In the vein of Rosemary’s Baby, Grady Hendrix’s next highly-anticipated horror novel takes place in the 1970s at a home for unwed mothers, exploring motherhood and women’s autonomy.
WITCHCRAFT FOR WAYARD GIRLS
by Grady Hendrix
Ace, TBD
(via JABberwocky Literary Agency)
Set in 1970, at a home for unwed mothers in Florida, this book follows five pregnant teenage girls as they wait out the last three months of their pregnancy in seclusion, hoping to have their babies, surrender them for adoption, and return to their regular lives. They must be hidden away from the public, their communications are monitored, and they’re not even allowed to share their real names with each other.
Each girl has a betrayal in her recent past that brought her here, whether it’s being ditched by her married lover, parents breaking up her planned marriage to a boyfriend they think is inappropriate, or rape. Then there’s Holly, barely 13 years old and enormously pregnant, who doesn’t speak at all. In the pressure cooker of the home, the girls begin to believe that the house is haunted, and they soon realize that most of the supernatural activity revolves around Holly. One by one they reach their due dates and come back from the hospital traumatized, prompting the remaining girls to vow that they won’t give up their babies, which sets them against the women who run the home and who are determined to get them to surrender their babies.
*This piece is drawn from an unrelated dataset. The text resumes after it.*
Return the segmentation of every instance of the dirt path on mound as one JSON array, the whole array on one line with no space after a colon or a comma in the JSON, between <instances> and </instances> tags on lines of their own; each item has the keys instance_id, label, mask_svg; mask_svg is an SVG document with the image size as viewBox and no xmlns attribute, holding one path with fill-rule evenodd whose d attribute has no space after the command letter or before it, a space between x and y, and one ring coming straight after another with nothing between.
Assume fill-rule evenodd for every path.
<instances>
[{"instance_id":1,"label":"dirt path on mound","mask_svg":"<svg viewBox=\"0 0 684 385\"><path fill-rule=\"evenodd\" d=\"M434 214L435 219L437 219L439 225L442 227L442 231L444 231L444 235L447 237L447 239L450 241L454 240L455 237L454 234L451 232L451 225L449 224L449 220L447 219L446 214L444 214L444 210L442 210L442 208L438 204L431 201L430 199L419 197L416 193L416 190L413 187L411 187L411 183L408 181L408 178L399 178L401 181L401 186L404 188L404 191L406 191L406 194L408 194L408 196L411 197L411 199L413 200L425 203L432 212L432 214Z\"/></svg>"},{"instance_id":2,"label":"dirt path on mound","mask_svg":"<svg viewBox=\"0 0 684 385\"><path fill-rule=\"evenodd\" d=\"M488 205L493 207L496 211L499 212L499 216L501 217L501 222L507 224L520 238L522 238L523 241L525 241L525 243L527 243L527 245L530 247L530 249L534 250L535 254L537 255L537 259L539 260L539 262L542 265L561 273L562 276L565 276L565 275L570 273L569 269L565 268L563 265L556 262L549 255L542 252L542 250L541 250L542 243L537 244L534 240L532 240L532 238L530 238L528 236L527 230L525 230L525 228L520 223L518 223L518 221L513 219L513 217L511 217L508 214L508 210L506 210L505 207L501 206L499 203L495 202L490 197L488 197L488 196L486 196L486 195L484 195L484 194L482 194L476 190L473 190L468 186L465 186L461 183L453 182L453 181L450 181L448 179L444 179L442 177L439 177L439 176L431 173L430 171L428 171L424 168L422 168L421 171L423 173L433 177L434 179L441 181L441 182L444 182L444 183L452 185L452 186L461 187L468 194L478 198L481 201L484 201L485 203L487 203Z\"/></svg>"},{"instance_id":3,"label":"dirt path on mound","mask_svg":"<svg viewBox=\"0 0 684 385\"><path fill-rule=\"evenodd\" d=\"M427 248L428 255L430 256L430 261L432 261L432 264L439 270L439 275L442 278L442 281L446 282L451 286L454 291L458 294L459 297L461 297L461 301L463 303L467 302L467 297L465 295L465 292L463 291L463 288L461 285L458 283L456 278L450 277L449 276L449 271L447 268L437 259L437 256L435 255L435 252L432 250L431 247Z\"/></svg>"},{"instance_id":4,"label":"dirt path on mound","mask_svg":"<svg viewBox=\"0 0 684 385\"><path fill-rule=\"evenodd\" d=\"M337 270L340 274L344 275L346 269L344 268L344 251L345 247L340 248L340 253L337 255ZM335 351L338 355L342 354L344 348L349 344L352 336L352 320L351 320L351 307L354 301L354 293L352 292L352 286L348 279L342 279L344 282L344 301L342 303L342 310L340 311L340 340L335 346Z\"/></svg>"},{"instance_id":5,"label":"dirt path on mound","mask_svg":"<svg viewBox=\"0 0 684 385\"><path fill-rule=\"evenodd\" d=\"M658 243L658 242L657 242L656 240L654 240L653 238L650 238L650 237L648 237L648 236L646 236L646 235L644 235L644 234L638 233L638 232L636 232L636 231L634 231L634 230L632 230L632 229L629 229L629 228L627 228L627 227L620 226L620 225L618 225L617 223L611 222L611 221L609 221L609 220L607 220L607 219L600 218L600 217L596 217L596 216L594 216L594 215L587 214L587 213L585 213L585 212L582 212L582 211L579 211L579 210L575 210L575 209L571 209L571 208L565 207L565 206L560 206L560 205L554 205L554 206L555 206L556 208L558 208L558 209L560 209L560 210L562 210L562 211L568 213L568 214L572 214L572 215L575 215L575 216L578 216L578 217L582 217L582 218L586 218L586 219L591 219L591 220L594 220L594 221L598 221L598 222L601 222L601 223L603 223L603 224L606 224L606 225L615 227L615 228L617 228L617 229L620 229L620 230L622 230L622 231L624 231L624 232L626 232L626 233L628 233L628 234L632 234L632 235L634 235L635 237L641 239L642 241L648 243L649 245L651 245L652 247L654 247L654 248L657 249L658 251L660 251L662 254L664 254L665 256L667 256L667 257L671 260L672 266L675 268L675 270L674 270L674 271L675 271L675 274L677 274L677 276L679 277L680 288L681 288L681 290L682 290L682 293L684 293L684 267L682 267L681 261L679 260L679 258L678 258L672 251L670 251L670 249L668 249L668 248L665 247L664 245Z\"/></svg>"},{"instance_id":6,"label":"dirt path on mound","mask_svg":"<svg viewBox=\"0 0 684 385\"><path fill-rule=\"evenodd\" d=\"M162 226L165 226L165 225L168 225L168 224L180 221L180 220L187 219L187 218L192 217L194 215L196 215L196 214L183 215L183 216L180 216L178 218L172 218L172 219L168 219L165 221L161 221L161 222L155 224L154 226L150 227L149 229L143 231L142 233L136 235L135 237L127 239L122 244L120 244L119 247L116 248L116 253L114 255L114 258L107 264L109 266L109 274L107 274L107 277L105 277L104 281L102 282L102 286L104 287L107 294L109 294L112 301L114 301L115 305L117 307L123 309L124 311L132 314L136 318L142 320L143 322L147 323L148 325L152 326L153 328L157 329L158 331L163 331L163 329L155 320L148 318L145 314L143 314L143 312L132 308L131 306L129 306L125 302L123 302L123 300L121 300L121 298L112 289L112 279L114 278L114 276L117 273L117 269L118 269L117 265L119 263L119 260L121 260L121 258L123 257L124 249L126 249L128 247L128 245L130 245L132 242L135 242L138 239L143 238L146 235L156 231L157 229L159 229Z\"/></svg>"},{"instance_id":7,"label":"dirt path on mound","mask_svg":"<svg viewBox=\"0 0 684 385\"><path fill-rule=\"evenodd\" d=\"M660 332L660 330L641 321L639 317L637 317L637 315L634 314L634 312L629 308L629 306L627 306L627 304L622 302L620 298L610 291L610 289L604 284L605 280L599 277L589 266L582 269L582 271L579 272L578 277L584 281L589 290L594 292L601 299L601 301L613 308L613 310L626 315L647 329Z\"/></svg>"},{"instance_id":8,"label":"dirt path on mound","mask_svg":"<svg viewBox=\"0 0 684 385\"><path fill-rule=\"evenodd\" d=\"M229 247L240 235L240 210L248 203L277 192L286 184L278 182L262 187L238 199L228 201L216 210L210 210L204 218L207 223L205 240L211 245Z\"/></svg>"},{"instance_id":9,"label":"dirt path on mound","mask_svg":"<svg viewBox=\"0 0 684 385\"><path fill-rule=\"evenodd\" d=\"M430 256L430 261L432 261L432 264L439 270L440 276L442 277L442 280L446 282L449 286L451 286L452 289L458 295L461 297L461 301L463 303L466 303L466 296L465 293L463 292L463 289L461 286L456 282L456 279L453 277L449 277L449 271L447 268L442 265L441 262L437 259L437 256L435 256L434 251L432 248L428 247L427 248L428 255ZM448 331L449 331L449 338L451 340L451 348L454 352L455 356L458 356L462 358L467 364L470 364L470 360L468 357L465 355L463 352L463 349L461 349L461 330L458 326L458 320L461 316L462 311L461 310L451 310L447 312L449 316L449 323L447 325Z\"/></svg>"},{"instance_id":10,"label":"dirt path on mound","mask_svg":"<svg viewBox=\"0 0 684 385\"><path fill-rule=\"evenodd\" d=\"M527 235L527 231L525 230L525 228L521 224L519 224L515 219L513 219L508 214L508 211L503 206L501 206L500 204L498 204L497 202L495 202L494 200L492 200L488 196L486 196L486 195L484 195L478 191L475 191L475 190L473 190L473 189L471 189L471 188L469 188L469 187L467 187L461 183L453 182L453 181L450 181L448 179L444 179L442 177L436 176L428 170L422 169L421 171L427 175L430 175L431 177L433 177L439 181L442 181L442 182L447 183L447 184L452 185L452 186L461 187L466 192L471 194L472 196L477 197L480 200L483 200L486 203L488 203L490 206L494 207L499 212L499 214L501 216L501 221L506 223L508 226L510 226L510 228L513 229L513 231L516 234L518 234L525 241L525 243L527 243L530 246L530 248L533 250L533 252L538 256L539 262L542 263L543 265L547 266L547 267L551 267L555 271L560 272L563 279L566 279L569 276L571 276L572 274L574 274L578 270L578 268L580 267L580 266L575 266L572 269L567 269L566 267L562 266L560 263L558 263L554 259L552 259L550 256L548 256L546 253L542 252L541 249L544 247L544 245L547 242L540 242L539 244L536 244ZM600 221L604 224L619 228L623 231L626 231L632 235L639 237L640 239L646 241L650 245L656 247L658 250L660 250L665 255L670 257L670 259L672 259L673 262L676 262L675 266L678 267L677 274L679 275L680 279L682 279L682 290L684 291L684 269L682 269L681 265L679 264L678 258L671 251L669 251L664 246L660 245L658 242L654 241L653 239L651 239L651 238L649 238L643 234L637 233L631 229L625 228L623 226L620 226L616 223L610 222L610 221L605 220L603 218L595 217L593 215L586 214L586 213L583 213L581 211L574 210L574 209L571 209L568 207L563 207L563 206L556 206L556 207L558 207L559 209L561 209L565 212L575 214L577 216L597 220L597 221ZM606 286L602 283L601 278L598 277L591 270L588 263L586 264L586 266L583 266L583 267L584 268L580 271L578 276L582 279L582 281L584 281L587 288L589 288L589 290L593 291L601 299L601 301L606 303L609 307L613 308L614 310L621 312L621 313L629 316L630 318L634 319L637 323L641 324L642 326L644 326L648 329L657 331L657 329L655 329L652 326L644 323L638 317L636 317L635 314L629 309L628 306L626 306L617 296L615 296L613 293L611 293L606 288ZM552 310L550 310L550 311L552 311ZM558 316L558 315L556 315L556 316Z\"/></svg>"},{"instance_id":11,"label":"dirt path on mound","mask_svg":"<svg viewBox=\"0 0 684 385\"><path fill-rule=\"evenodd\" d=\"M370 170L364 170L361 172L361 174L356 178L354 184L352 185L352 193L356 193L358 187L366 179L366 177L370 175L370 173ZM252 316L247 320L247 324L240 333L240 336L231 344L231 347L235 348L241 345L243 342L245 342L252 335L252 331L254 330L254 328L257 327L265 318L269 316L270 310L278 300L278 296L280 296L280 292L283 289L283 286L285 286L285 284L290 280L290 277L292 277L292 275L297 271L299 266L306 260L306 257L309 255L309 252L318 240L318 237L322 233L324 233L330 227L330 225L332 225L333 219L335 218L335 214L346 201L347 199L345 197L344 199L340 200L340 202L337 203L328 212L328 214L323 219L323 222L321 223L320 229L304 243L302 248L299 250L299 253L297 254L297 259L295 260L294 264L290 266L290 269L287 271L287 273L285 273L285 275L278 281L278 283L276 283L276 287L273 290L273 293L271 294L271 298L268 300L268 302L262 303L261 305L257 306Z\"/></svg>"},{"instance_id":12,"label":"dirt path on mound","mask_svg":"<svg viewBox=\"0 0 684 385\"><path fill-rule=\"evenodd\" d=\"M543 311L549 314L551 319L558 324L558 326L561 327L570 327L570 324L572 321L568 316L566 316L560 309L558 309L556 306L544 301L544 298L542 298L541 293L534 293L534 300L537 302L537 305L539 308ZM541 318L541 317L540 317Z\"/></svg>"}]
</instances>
As the war between the girls and their social workers intensifies, it becomes very clear that the house isn’t haunted, Holly is. The father of her baby may not be human, and soon the house’s worst nightmare is going to come true as he shows up to cause a kind of trouble few people have seen and survived.
Grady Hendrix is the author of the novels Horrorstör, about a haunted IKEA, and My Best Friend’s Exorcism, which is like Beaches meets The Exorcist, only it’s set in the Eighties. He’s also the author of We Sold Our Souls, and The Southern Book Club’s Guide to Slaying Vampires.
He’s also the jerk behind the Stoker award-winning Paperbacks from Hell, a history of the 70’s and 80’s horror paperback boom, which contains more information about Nazi leprechauns, killer babies, and evil cats than you probably need.